The growth of logistics is two sided – led by demand – supply.

  • The demand led growth is strengthened with the economic recovery and benefits from implementation of GST. According to the rating agency ICRA, post GST implementation the savings in terms of truck turnaround time has been approximately 18-20 per cent.Also, the outsourcing of non-core activities like warehousing and associated activities to integrated players is leading to strengthen the organised players, which in turn is good for the industry in long term. The picking of industrial consumption is another driver on the demand led growth of the logistics industry in India.
  • The supply led growth drivers include improvement in logistics infrastructure, integrated logistics and birth of numerous logistics start-ups, especially tech led start-ups.According to an industry expert, “Tech-enabled startups have a huge scope to grow as well drive the growth of the sector. Not only they are attracting heavy investments, they have the potential to make export procedures hassle-free by reducing unnecessary paperwork, in turn reducing delays in delivery.”

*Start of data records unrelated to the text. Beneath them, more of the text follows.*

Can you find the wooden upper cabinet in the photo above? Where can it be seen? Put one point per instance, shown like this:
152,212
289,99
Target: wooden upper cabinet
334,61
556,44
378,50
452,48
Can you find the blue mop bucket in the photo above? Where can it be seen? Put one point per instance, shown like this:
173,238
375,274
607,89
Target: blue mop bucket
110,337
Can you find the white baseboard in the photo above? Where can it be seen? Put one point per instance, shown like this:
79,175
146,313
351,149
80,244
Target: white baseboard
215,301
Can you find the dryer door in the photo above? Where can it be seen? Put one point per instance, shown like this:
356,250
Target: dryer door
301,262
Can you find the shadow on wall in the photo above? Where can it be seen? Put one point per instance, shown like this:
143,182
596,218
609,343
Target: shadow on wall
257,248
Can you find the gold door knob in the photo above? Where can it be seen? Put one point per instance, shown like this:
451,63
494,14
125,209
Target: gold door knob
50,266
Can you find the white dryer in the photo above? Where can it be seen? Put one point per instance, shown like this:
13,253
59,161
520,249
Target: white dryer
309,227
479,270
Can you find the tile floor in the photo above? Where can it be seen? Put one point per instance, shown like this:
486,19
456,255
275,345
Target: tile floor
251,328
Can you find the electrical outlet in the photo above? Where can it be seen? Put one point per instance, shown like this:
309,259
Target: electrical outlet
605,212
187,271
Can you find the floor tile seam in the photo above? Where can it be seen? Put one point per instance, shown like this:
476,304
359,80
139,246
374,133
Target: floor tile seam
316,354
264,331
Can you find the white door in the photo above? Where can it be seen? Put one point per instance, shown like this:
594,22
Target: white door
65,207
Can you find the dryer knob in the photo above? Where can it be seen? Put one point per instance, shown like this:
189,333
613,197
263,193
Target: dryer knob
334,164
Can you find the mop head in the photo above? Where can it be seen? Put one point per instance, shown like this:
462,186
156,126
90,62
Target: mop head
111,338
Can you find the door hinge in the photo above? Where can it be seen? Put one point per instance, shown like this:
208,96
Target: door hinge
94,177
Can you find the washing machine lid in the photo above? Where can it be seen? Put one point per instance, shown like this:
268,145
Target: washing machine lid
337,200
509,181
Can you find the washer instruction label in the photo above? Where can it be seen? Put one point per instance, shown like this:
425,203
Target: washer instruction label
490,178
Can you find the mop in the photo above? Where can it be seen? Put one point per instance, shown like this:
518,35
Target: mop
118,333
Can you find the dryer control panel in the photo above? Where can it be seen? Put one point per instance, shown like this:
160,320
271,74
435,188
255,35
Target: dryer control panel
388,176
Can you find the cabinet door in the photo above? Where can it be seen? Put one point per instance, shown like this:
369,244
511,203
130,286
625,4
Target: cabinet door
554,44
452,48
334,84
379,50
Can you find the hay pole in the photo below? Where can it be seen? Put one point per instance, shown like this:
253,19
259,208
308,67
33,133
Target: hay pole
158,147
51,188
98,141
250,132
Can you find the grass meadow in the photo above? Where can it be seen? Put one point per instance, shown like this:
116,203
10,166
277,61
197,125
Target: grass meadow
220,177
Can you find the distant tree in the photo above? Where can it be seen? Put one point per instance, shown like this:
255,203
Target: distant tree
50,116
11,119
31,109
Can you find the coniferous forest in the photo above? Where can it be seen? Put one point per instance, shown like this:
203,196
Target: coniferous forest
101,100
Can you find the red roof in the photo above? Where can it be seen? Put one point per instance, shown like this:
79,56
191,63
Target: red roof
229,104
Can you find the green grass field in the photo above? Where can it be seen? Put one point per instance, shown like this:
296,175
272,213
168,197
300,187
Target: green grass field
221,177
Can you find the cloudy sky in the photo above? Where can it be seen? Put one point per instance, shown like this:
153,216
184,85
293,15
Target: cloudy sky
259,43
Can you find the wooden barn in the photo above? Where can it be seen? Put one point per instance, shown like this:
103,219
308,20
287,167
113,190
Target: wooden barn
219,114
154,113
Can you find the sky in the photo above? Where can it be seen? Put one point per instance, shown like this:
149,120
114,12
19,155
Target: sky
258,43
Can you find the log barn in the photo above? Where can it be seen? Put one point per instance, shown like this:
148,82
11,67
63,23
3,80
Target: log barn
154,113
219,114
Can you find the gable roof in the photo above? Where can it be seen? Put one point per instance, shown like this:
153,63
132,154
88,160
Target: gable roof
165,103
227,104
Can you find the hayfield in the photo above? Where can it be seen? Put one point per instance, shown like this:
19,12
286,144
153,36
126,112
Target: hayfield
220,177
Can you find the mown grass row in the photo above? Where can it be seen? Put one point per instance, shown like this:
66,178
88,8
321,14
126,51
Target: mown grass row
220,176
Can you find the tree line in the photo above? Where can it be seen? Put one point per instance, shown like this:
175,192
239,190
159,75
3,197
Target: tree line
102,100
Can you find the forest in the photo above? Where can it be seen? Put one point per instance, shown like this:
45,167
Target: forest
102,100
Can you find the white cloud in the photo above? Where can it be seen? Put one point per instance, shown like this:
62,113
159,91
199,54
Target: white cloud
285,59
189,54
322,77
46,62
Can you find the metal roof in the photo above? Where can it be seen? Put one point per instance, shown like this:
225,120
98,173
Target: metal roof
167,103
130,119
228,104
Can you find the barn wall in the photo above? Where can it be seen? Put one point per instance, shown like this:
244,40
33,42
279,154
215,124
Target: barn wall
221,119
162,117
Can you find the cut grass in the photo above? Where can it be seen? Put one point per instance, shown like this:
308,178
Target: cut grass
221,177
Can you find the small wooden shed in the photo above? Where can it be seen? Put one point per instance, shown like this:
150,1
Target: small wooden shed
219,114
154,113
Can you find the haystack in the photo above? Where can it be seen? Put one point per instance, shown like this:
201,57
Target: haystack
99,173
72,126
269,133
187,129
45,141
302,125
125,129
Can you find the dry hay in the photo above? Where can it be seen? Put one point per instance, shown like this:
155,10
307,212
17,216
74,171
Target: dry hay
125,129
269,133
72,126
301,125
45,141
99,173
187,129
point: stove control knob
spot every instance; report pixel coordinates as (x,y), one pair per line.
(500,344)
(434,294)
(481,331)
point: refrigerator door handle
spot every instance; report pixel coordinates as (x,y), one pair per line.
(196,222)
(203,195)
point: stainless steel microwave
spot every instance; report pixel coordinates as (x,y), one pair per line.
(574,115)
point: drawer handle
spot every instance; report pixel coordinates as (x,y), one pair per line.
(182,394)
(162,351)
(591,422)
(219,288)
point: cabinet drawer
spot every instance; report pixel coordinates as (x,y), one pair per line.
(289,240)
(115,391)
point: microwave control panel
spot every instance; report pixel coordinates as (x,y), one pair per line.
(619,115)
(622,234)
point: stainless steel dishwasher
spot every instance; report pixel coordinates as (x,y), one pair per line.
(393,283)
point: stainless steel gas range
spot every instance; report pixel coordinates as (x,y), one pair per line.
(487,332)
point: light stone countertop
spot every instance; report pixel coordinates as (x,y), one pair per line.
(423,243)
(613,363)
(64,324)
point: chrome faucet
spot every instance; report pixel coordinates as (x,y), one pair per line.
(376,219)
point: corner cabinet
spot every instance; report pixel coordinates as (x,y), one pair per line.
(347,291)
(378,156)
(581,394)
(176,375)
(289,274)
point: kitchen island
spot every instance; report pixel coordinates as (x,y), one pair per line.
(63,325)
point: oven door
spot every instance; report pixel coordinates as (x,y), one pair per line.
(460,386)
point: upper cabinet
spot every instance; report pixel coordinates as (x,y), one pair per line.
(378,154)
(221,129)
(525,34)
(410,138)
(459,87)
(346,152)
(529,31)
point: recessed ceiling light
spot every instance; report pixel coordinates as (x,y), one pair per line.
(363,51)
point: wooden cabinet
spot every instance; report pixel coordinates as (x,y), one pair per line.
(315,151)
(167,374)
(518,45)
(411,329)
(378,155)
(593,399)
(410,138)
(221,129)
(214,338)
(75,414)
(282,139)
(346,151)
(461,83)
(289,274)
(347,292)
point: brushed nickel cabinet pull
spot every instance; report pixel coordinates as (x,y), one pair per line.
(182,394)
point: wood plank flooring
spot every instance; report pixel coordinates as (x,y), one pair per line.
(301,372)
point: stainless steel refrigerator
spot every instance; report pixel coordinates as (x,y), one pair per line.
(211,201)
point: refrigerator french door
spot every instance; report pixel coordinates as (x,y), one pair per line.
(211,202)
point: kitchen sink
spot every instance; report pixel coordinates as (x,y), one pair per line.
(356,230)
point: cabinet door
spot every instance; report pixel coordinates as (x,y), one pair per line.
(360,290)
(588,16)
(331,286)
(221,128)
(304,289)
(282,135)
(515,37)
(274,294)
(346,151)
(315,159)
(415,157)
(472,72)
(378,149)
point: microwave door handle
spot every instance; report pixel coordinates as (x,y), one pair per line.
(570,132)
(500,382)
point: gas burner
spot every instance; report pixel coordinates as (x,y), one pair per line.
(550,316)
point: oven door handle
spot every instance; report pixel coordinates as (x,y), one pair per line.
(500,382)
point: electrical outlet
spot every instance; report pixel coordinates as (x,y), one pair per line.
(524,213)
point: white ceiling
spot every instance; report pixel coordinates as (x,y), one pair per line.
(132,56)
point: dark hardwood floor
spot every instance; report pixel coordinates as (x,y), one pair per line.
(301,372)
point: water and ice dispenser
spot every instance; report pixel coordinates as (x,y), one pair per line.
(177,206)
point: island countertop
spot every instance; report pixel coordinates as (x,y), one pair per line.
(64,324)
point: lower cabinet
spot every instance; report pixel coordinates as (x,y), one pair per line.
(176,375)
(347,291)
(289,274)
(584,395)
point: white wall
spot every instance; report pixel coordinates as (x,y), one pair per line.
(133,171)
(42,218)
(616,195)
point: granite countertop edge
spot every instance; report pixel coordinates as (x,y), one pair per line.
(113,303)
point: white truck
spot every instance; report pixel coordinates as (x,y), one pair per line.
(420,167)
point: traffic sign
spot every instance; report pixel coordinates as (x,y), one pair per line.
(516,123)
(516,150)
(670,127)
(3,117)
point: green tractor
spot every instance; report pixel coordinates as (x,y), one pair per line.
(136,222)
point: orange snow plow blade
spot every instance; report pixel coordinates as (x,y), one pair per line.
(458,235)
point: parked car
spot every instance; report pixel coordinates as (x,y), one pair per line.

According to the real estate consultancy CBRE’s report titled ‘2018 Asia Pacific Real Estate Market Outlook’ Delhi-NCR, Mumbai and Bangalore dominated the warehousing space demand with 50 per cent share. Even, the smaller cities have been on growth spurt too with the share of Hyderabad, Chennai, Kolkata and Pune in overall transacted space went up to 49 per cent in 2017 as against 25 per cent in 2016.

Another key trend is the preference for large warehouses that allows better automation process. According to the CBRE report, the Indian market for warehouse automation is estimated to grow by 10-12 per cent to US$ 3.49 billion by the year 2020.

Warehousing emerging as an attractive investment is another dominant trend in the Indian logistics sector. Some of key investors include Ascendas-Singbridge, Morgan Stanley, and Warburg Pincus, beside others. The investment burst in the sector is leading to development of new and better warehousing facilities.

Further, the Survey estimates that the worth of Indian logistics market would be around US$ 215 billion in next two years compared to about US$ 160 billion currently. The boom in next couple of years is expected largely due to the implementation of Goods and Service Tax (GST).

Conclusion

According to CRISIL, the logistics industry of India which stood at Rs 6.4 trillion in FY17 will grow at a CAGR of 13 per cent over the next three years and will be at Rs 9.2 trillion by FY20.

In order to boost the sector growth, commerce and industry ministry has decided give a one-time funding of Rs 8 mn to the sector for building up initial infrastructure and a phase-wise support of Rs 33.9 mn for four years.

The government’s focus is to bring down the cost of logistics which is at 14.4 per cent of India’s GDP at present. The aim is to bring it down to 10 per cent level in the next four years. This is a very significant move and will boost the competitiveness of the sector and will be significant for its further growth.

Going forward, strategic investment and government initiatives to support the sector are going to be crucial for the logistics industry in India. If all goes well, the sector has the potential to create huge number of jobs and play a key role in driving the economy on a high wave.